Let me say that again for good measure: yuk.

That’s going to need a trigonometric identity and, I think, a substitution. But that’s ok: we can do that. Let’s roll up our sleeves.

### Step 1: get rid of some $\sec^2(x)$s

Very famous trig identity: $\sec^2(x) \equiv 1 + \tan^2(x)$. (You can remember which way round it goes, because $\sec(0)=1$ and $\tan(0)=0$). If we split $\sec^4(x)$ up as $\sec^2(x) \cdot \sec^2(x)$, we can turn the integral into: $\int_0^{\frac{\pi}{4}} \sec^2(x) \left[ 1 + \tan^2(x) \right] \d x$ This expands into: $\int_0^{\frac{\pi}{4}} \sec^2(x) + \sec^2(x)\tan^2(x) \d x$

### Step 1.5: Deal with the first term

The first half of the integral is almost trivial - it’s just going to be $\left[ \tan(x) \right]_0^{\frac{\pi}{4}} = (1) - (0) = 1$.

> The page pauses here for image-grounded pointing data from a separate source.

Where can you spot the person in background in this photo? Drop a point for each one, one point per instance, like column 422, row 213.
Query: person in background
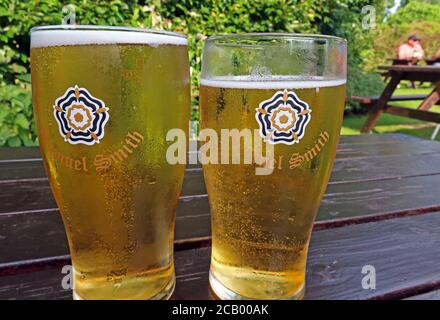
column 436, row 58
column 411, row 51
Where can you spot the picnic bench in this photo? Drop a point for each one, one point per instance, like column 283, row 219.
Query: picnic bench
column 396, row 74
column 381, row 208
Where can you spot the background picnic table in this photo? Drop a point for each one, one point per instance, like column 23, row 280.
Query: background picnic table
column 381, row 208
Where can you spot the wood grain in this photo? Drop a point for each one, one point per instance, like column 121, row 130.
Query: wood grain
column 41, row 234
column 401, row 250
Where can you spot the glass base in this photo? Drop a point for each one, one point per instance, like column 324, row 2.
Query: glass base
column 165, row 294
column 224, row 293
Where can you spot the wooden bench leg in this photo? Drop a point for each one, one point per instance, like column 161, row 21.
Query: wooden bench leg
column 432, row 99
column 380, row 105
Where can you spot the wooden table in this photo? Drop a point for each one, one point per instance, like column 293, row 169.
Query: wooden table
column 396, row 74
column 381, row 208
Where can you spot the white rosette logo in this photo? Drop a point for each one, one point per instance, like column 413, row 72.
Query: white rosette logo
column 81, row 117
column 283, row 118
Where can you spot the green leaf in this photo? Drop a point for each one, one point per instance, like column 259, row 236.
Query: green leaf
column 21, row 121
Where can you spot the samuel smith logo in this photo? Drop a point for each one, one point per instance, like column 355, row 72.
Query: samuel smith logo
column 81, row 117
column 283, row 118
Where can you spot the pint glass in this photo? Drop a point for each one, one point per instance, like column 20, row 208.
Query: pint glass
column 104, row 99
column 289, row 91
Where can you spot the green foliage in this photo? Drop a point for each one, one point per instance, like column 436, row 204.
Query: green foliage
column 360, row 83
column 198, row 19
column 16, row 125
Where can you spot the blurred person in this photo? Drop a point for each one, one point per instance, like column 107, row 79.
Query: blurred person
column 411, row 51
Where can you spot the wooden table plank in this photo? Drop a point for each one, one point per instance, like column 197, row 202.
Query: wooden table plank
column 35, row 194
column 343, row 204
column 432, row 295
column 401, row 250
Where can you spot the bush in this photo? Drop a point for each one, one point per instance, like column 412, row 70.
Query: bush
column 362, row 84
column 195, row 18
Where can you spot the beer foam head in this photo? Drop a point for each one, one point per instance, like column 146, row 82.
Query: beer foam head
column 271, row 82
column 81, row 35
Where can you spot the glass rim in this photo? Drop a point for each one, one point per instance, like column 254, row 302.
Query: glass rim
column 274, row 36
column 83, row 27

That leaves us with: $1 + \int_0^{\frac{\pi}{4}} \sec^2(x) \tan^2(x) \d x$

### Step 2: make a substitution

Since we know $\sec^2(x)$ is the derivative of $\tan(x)$, it makes sense to pick a substitution like $u = \tan(x)$.

Taking it slowly, start by replacing the $\d x$: you know that $\diff u x = \sec^2(x)$, so $\d x = \frac {1}{\sec^2(x)} \d u$ (one of the rare times you’ll see me write that horror-show of a fraction).

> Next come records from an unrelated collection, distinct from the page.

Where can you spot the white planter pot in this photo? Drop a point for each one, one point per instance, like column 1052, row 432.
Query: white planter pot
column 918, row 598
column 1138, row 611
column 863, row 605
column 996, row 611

Then replace the $\tan^2(x)$ with $u^2$.

Lastly, the limits: when $x=0$, $u = 0$; when $x=\frac{\pi}{4}$, $u = 1$. We’ve now got: $1 + \int_0^1 \sec^2(x) \cdot u^2 \cdot \frac{1}{\sec^2(x)} \d u$, and the $\sec^2(x)$s cancel. Woohoo! $1 + \int_0^1 u^2 \d u = 1 + \left[ \frac 13 u^3 \right]_0^1 = \frac 43$. That came out nicely, didn’t it?

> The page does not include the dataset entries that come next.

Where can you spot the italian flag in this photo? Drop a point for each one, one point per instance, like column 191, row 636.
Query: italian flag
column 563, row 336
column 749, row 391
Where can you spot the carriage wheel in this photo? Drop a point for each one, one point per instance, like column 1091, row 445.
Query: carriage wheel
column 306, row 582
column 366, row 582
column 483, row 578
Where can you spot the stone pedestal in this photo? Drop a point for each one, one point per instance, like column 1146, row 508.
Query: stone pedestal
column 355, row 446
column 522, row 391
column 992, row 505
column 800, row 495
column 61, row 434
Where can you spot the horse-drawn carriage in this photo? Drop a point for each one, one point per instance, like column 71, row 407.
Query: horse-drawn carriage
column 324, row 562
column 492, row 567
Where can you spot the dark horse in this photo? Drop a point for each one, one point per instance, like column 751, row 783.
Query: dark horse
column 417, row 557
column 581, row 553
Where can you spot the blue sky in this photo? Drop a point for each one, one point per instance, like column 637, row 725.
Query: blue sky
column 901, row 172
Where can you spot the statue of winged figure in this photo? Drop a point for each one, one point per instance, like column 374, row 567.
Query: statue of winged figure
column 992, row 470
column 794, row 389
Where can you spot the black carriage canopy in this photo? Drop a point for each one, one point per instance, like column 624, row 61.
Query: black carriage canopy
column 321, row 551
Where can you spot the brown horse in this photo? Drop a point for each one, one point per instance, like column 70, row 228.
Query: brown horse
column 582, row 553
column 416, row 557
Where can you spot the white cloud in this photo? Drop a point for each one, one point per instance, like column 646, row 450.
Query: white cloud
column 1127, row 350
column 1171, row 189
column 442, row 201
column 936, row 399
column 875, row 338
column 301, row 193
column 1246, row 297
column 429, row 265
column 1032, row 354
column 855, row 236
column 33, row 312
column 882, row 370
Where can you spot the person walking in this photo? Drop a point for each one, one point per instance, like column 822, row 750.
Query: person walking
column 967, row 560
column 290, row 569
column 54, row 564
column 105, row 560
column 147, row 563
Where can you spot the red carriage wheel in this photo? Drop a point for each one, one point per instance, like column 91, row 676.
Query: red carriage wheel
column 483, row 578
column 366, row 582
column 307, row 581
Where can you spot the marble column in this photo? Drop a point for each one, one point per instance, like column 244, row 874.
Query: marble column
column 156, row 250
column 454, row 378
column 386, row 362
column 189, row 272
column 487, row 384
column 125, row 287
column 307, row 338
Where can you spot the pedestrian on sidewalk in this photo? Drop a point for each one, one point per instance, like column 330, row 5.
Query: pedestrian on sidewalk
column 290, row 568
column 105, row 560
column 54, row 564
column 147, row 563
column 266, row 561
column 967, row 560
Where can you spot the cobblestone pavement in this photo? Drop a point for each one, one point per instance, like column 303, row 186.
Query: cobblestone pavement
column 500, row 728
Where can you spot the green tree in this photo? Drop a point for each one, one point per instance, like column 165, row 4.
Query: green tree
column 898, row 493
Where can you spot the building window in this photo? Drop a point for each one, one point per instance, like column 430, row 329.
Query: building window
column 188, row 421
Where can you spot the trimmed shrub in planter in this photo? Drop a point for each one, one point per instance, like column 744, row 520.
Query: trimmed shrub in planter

### Step 3: Check the answer anyway

How do you go about checking that’s a plausible answer? Well, the trapezium is your friend. $\sec^4(0) = 1$, and $\sec^4\left(\frac{\pi}{4}\right) = 4$. A decent first estimate of the area under the curve would be $\frac{1}{2} \cdot \frac{\pi}{4} \cdot (1+4) = \frac{5}{8}\pi$. That’s a bit on the high side (a bit less than 2), but not completely implausible. Alternatively, you can use the full-width-half-maximum approximation and say that the half-maximum is when $\sec^4(x) = 2.5$, midway between the top and the bottom of the curve. That’s about $0.65$ radians, and the width at that point is the difference between that and $\frac{\pi}{4}$, which is about $0.13$. The area between the graph and the line $y=1$ is then about $3 \times 0.13 = 0.40$, using the exact answer while the area under the line is $\frac{\pi}{4} \approx 0.79$. Adding those up gives 1.19, which is much closer to the answer we expected. (Why are the approximations some way off? That’s really a question for another blog; it’s because the curve $y=\sec^4(x)$ is slightly badly-behaved – it’s skewed very heavily to the right, while the approximations depend on it being pretty much a straight line (trapezium rule) or pretty much Gaussian (FWHM). Luckily, neither is so far away as to give us too much pause.

In a Core 4 exam, you’d almost certainly be given some sort of a hint of how to do this, if you were asked it at all.